When play resumed four months later at a quarantined campus in Florida, James and Davis saw an opportunity to bond with teammates and focus on a championship.
Davis elevated his dominance to a level never seen in New Orleans. He secured Game 2 of the Western Conference Finals against the Nuggets by making a game-winning 3-pointer and crediting the late Kobe Bryant for inspiring him. In the NBA Finals against the Miami Heat, Davis sought more inspiration from the late Lakers legend.
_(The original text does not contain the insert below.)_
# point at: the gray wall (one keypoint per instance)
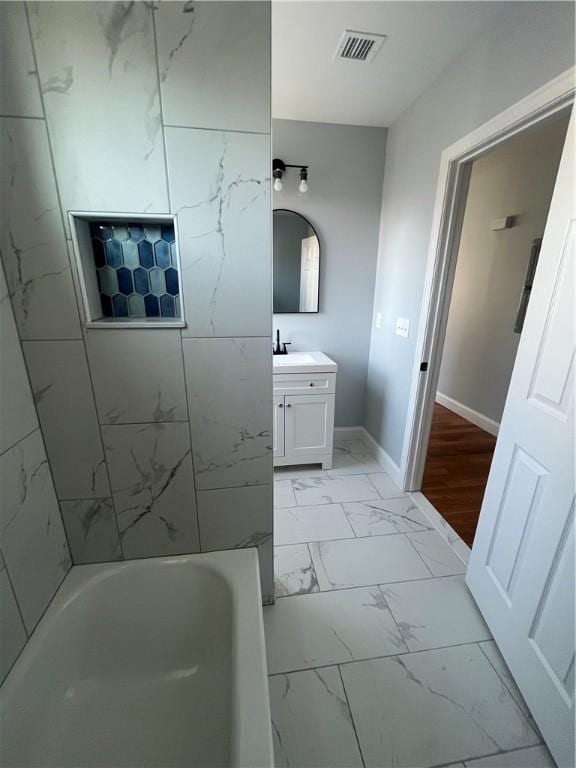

Davis became an early favorite for Finals MVP by averaging 33 points, 11.5 rebounds and 1.5 blocks in Games 1 and 2. Following an off performance in a Game 3 loss, Davis ensured a Game 4 win by delivering a dagger 3-pointer and holding Heat star Jimmy Butler to 1-of-7 shooting. After nursing injuries in his right heel and left ankle in a Game 5 loss, Davis shook off the aches and pains and excelled well enough in a decisive Game 6 win. Afterward, Davis showed both elation and tears while celebrating his first NBA title through hugs and champagne baths.